For today's exercise, we will continue working with text statistics

We will use the exercise from last week to read a corpus, create a vocabulary, and count the frequencies

However, instead of using a predefined corpus in a list, we will read the data from a file

We will also put some additional requirements on counting characters

In [None]:
# The following function will open a file and read it line by line
# There are three possible texts in this lab, the names are "manel", "macbeth" and "quijote"
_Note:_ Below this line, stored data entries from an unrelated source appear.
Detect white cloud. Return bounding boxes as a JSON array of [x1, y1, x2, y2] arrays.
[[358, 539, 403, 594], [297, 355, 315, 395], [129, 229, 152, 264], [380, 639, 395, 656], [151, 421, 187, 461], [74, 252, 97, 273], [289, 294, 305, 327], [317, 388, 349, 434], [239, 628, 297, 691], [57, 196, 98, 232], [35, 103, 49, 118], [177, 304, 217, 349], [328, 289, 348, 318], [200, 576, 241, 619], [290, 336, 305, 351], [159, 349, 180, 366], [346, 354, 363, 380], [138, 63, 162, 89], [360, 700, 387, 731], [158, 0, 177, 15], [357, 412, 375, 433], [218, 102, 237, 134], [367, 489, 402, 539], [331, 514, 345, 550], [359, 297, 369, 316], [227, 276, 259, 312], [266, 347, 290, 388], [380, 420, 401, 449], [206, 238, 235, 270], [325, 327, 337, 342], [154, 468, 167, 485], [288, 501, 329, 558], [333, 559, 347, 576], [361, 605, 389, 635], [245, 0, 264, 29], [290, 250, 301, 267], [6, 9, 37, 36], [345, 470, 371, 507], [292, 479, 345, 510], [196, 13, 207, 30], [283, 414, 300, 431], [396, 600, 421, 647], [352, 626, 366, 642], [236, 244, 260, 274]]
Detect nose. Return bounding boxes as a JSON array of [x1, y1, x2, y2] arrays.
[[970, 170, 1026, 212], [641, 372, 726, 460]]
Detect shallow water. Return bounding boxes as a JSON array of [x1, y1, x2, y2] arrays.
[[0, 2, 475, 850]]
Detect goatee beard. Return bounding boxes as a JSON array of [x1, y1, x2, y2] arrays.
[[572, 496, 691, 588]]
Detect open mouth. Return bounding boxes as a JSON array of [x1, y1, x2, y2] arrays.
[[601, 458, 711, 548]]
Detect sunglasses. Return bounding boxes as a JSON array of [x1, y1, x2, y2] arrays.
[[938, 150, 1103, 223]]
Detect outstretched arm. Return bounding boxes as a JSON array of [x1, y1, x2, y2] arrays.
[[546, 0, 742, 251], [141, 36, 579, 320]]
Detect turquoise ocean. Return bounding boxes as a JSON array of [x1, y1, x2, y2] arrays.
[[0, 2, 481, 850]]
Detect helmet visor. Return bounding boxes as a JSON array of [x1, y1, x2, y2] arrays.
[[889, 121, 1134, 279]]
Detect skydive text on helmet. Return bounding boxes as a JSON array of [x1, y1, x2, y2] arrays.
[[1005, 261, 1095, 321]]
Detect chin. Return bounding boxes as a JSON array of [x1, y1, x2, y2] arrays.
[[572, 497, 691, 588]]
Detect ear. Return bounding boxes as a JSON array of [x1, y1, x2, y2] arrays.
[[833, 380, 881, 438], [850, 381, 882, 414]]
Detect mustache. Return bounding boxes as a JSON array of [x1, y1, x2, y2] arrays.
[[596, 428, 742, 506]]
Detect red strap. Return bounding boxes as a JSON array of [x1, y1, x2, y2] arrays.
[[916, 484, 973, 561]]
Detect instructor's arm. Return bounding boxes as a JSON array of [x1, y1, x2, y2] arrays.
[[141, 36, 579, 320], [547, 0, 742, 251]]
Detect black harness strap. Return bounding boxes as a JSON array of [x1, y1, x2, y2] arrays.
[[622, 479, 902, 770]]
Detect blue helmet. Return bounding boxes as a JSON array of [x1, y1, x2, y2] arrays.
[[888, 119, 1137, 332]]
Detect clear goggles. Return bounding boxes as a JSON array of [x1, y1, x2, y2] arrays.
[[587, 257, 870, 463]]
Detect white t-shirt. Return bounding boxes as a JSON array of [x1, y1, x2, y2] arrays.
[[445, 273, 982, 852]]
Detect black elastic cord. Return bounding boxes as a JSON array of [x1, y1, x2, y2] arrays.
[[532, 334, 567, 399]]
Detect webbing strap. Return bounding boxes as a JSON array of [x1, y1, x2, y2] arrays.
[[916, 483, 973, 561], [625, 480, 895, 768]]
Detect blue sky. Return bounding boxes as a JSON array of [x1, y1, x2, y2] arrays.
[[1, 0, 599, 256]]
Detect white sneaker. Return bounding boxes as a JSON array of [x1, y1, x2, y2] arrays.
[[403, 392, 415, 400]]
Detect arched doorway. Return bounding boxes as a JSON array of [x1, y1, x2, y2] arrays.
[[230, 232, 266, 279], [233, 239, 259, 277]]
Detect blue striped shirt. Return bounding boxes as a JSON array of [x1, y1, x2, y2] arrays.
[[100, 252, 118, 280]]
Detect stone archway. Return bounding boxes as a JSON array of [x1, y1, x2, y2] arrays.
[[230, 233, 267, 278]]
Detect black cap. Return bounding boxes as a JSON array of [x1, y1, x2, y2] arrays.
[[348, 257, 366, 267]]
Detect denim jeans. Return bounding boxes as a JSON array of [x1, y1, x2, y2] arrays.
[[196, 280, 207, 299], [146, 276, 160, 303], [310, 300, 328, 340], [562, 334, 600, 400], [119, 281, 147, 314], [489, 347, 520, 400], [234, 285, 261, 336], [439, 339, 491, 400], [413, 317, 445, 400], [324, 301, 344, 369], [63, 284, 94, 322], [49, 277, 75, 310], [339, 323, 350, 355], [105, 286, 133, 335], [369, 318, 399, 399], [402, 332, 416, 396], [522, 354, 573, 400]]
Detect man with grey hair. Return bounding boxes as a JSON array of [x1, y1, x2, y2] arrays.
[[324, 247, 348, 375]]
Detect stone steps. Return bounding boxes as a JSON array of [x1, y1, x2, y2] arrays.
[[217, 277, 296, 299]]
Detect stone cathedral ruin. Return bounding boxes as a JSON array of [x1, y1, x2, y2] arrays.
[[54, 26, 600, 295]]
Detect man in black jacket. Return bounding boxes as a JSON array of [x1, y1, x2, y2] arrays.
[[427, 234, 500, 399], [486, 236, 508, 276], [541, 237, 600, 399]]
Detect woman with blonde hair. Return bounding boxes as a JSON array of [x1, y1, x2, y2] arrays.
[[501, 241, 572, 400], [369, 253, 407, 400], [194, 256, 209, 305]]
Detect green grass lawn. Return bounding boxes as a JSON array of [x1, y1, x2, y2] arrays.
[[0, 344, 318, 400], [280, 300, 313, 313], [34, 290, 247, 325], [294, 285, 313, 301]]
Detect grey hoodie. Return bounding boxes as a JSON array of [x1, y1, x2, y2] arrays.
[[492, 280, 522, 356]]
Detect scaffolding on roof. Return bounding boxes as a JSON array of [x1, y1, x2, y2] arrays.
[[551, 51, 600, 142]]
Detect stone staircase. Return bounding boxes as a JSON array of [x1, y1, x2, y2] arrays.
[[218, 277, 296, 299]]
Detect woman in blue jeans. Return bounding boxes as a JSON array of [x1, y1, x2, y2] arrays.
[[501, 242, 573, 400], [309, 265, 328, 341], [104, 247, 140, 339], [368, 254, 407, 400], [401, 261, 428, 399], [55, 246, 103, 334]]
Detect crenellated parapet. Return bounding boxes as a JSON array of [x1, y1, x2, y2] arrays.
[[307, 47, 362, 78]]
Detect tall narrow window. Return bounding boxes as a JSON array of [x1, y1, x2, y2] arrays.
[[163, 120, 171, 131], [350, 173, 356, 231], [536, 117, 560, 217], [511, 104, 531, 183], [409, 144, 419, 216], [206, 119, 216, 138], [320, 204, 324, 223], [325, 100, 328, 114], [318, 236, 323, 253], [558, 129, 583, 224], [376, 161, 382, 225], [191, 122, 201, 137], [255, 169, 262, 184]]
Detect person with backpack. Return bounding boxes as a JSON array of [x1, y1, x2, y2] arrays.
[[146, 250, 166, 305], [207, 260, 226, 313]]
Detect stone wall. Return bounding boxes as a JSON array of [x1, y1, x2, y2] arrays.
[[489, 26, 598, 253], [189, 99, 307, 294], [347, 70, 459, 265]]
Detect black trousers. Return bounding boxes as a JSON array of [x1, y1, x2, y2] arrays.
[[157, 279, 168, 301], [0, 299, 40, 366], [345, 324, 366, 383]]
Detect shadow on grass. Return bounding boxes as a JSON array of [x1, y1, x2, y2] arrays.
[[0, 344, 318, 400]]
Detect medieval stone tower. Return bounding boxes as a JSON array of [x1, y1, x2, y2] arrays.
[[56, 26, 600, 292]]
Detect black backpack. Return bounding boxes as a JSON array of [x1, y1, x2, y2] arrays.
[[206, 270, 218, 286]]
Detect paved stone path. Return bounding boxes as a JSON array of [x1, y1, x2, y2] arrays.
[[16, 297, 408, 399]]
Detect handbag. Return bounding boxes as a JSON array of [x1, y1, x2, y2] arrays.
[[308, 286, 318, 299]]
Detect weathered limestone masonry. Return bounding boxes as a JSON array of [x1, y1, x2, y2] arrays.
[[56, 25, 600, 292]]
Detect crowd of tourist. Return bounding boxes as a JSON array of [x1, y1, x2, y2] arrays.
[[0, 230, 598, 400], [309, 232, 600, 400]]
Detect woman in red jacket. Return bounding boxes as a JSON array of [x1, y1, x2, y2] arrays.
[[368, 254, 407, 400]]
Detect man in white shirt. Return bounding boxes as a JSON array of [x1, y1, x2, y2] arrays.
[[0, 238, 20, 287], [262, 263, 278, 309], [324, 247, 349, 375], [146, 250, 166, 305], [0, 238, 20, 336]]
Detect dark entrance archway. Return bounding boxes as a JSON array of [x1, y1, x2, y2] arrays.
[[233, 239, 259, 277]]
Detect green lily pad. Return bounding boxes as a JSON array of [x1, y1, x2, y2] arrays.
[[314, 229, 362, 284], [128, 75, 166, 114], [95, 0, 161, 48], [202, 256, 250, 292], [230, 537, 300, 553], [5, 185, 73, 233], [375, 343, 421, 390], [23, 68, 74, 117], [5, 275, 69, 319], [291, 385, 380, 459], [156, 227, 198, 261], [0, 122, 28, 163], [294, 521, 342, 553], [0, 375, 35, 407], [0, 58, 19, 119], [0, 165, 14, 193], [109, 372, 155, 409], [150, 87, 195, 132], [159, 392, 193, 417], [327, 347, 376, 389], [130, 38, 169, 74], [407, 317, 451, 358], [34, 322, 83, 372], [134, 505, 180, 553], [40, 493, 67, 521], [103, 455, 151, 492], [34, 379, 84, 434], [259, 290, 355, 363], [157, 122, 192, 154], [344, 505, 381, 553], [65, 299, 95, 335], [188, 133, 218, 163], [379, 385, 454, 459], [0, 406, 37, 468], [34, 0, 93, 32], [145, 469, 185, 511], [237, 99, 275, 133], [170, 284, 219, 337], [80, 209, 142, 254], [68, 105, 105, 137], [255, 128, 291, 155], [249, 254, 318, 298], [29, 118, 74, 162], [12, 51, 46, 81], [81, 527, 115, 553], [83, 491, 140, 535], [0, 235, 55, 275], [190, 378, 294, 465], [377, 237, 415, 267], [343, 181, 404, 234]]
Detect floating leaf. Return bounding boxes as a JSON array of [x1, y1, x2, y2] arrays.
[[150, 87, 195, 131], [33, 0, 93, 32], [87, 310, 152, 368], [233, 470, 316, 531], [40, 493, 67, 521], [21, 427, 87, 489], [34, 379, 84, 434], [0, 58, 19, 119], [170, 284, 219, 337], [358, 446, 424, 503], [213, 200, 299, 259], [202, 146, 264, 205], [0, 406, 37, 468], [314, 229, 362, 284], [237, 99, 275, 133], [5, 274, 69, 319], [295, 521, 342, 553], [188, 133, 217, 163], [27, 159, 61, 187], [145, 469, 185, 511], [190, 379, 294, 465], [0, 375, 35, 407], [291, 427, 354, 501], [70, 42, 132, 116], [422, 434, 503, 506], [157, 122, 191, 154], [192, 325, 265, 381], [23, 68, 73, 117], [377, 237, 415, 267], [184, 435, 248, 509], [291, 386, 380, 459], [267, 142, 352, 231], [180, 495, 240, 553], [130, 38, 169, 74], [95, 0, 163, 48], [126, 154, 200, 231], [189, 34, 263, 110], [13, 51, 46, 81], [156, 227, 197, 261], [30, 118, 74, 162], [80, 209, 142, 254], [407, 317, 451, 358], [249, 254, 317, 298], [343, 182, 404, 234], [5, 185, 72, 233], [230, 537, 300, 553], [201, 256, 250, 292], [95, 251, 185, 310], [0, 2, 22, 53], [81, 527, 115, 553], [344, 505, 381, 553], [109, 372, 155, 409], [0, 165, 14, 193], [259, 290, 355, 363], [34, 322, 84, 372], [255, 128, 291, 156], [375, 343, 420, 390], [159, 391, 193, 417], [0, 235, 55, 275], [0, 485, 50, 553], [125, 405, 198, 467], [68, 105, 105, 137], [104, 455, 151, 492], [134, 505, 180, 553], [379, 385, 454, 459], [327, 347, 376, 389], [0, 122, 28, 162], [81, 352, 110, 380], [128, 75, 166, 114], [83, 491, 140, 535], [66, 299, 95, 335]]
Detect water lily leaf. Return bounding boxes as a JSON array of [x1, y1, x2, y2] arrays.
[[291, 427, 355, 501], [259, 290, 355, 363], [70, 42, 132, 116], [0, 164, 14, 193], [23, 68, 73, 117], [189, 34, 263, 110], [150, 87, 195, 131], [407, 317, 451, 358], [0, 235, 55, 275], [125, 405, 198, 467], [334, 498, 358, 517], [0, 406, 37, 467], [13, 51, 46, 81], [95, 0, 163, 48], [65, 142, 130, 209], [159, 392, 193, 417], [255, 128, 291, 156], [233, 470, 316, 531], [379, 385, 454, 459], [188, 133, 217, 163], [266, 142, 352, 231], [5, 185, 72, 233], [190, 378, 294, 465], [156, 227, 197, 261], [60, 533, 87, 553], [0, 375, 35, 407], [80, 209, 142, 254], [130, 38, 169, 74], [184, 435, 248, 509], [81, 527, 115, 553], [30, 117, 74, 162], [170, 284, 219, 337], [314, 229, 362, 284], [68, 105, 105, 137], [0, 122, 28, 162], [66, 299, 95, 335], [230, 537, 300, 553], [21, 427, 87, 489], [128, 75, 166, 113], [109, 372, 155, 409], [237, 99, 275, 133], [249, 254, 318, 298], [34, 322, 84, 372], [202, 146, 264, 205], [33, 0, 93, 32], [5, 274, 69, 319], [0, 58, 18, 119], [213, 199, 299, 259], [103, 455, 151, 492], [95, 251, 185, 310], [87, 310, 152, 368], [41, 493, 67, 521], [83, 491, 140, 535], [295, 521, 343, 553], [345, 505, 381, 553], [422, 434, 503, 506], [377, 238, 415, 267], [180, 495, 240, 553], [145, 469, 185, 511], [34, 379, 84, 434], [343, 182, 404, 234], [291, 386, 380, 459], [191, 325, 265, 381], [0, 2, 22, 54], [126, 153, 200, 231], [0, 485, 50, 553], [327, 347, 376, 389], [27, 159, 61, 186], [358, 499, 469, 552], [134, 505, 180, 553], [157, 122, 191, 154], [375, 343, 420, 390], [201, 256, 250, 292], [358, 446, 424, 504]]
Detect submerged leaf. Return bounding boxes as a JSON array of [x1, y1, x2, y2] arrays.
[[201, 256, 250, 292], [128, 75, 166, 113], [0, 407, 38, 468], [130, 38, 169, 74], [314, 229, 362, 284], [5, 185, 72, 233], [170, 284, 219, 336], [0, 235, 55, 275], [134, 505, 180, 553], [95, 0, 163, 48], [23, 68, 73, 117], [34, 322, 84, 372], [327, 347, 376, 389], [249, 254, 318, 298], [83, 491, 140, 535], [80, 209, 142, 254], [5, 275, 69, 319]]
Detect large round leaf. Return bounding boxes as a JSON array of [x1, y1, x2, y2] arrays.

def readLineFromText(text):
    with open(text+'.txt', 'r', encoding='utf-8') as f:
        for line in f:
            yield line
            
# Observe the behavior of the readLineFromText function:
# It is the same as the example we previously saw

for sentence in readLineFromText("manel"):
    print("This is a sentence: ")
    print(sentence)

In [None]:
# We will use the same functions to print and plot statistics as in the previous task
# Do not change those
import collections
import matplotlib.pyplot as plt
def mostCommonWords(d):
    c = collections.Counter(d)
    most = c.most_common(10)
    print('Rank\t\tWord\t\tFrequency')
    print('----\t\t----\t\t---------')
    for i,(w,f) in enumerate(most):
        print(str(i+1)+ '\t\t' + w + '\t\t' + str(f))

def plot(d):
    c = collections.Counter(d)
    most = c.most_common()
    plt.plot([x[1] for x in most])
    plt.grid()
    plt.xlabel('Word rank')
    plt.ylabel('Frequency')
    
    


In [None]:
# Task 1

# Use the function readLineFromText to process the whole text file
# When reading a sentence, separate all the words using .split() and keep them in a list, similar to Task 1 from last class

In [None]:
# Task 2 
# Create a vocabulary for the text files, similar to Task 2 from last class
# The vocabulary should be case insensitive, it should not make a difference between "SPAIN", "Spain", and "spain"
# Ignore stop words and do not add them to the vocabulary
# For the purpose of this exercise, stop words are words with length 1,2, or 3
# Alternatively, create a list variable with stop words and check if a word is in the list


In [None]:
# Task 3
# Calculate the word frequencies for the text files, similar to Task 3 from last class
# Use the vocabulary from task 2, case insensitive and ignoring stop words
# 


In [None]:
# Task 4
# Experiment using the Counter() dictionary
# Unlike a normal dictionary, a Counter dictionary does not give you error when you try to modify non-existing value
# It defaults it to 0
# You can create a new counter with the following code
import collections
count = counts = collections.Counter()

# Redo task 3 usning a counter dictionary instead of a normal one

In [None]:
# Task 5 (Advanced)
# Normalize the frequencies
# Now we're switching from absolute frequencies to relative frequencies, that is, each value will be the 
# fraction of occurrences of its key, and all values in the dictionary should sum 1. Then show the results again.
# 
# Hints:
# - relative frequency of x = absolute frequency of x / sum of all absolute frequencies
# - You don't need to sum all absolute frequencies for each time you do the previous operation 
#   in your code, because it is constant. You can calculate it once and store it in a variable.